Chapter 8 problems

ch8-problems
- 8-1
- 8-2
- 8-3
- 8-4
- 8-5
- 8-6
- 8-7

ch8-problems

8-1

a.

There are total $n!$ permutations and therefore $n!$ unique leaves, every permutation is equally likely, and the algorithm is deterministic, thus there are exactly $n!$ leaves labeled by $1/n!$, we labeled the rest by $0$.
b.

Let $d_T(i)$ denote the depth of leaf $i$ in tree $T$, and $i \in T$ denote the leaf $i$ of the tree $T$, we have
\begin{align*} D(T) &=\sum_{i\in T}d_T(i)\\ &=\sum_{i\in LT}d_T(i)+\sum_{i\in RT}d_T(i)\\ &=\sum_{i\in LT}(d_{LT}(i)+1)+\sum_{i\in RT}(d_{RT}(i)+1)\\ &=\sum_{i\in LT}d_{LT}(i)+\sum_{i\in RT}d_{RT}(i)+\sum_{i\in T}1\\ &=D(LT)+D(RT)+k \end{align*}
c.

We have
\begin{align*} d(k) &=min\{D(T)\}\\ &=min\{D(LT)+D(RT)+k\}\\ &=min_{1\leq i\leq k-1}\{D(LT)+D(RT)+k\} &\text{, let $i$ to be the number of leaves in $LT$}\\ &=min_{1\leq i\leq k-1}\{min\{D(LT)\}+min\{D(RT)\}+k\} &\text{, the shapes of the left tree and the right tree are arbitrary}\\ &=min_{1\leq i\leq k-1}\{d(i)+d(k-i)+k\} \end{align*}
d.

Define $f(i) = i\lg i+(k-i)\lg(k-i)$, then we have
\begin{align*} f'(i)&=\frac{\ln i-\ln(k-i)}{\ln 2}\\ f''(i)&=\frac{\frac{1}{i}+\frac{1}{k-i}}{\ln 2} \end{align*}
When $1\leq i\leq k-1$, we have $f''(i)\geq 0$, thus $f(i)$ is a convex function, and we have $f'(1)<0$ and $f'(k-1)>0$, therefore there is a critical point in $1\leq i\leq k-1$, the critical point occurs at $i=k/2$ which $f'(k/2)=0$, i.e., the function $f(i)$ is minimized at $i=k/2$.

Then we use substitution method to prove the assumption $d(k)=\Omega(k\lg k)$, first we guess that $d(k)\geq ck\lg k$ for some constant $c>0$ when $k\geq 1$, then we perform mathematical induction.

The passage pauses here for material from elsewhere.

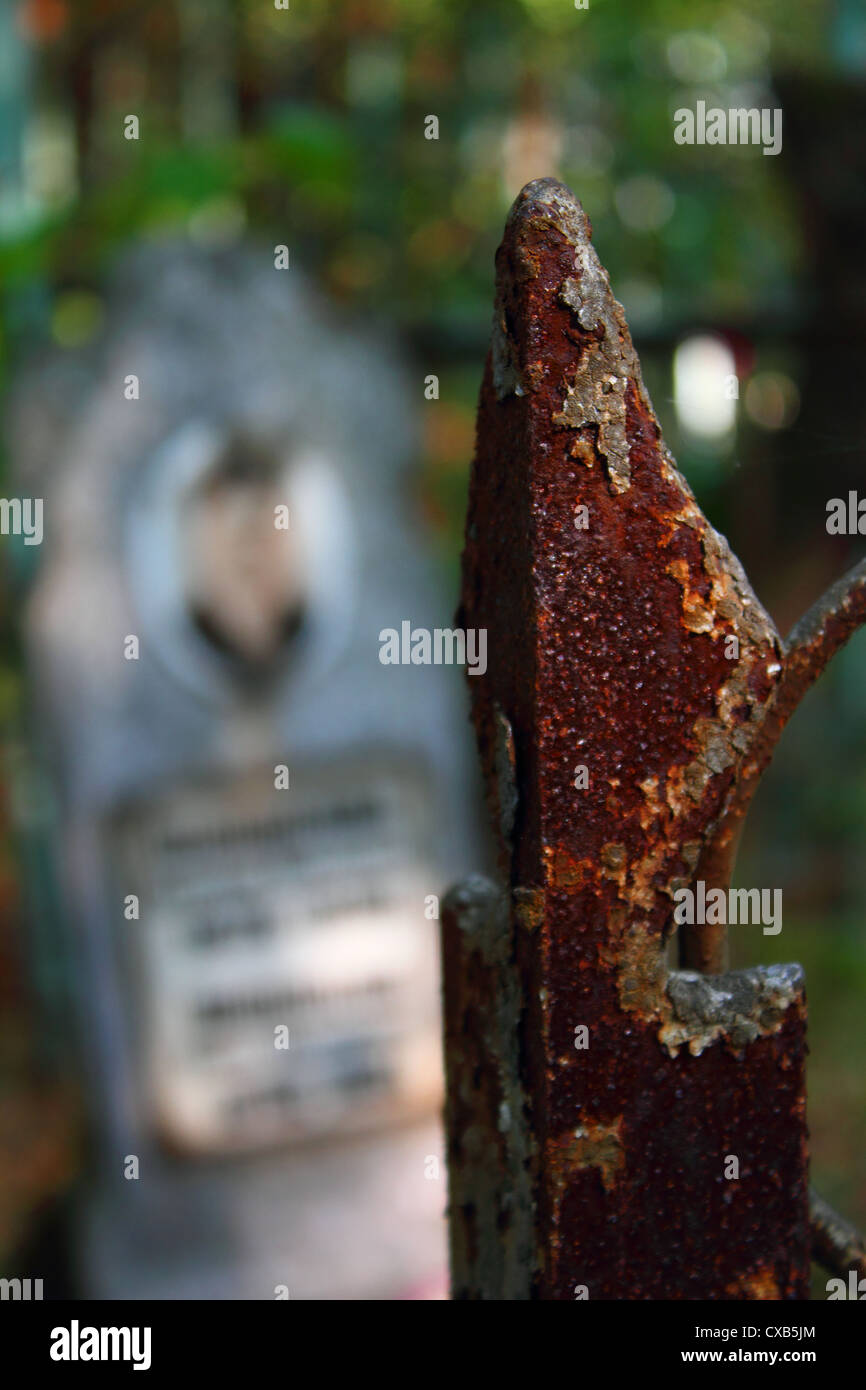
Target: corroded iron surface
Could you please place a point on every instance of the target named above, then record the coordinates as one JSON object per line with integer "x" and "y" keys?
{"x": 597, "y": 1098}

Base case: When $k=1$, we have $d(1) \geq 0$.

Inductive step: We have
\begin{align*} d(k) &=min_{1\leq i\leq k-1}\{d(i)+d(k-i)+k\}\\ &\geq min_{1\leq i\leq k-1}\{ci\lg i+c(k-i)\lg(k-i)+k\}\\ &=ck\lg k+(1-c)k\\ &\geq ck\lg k &\text{, when $c\leq 1$} \end{align*}
In conclusion, we have $d(k) = \Omega(k\lg k)$.
e.

There are more than $n!$ leaves in $T_A$, thus we have $D(T_A)\geq d(k)=\Omega(n!\lg(n!))$, and the average case time is $E[D(T_A)/n!]=\Omega(lg(n!))=\Omega(n\lg n)$.
f.

The needed leaves do not reduce from a randomization node to any of its children, therefore if we replace each randomization node with its child which minimizing the external path length, we will get a deterministic comparison sort $A$ whose expected number of comparisons is no more than those made by $B$.

8-2

a.

The counting sort algorithm.

BIT-SORT(A)
    i = 1
    j = A.length
    while j > i
        if A[i] == 0
            i = i + 1
            continue
        if A[j] == 1
            j = j - 1
            continue
        exchange A[i] with A[j]
        i = i + 1
        j = j - 1

c.

The insertion sort algorithm.
d.

The sorting algorithm from part (a) can be used as the intermediate sorting algorithm in RADIX-SORT, because the sorting algorithm must be stable for RADIX-SORT to work, and the algorithm should have linear running time so that RADIX-SORT sorts $n$ records with $b$-bit keys in $O(bn)$ time.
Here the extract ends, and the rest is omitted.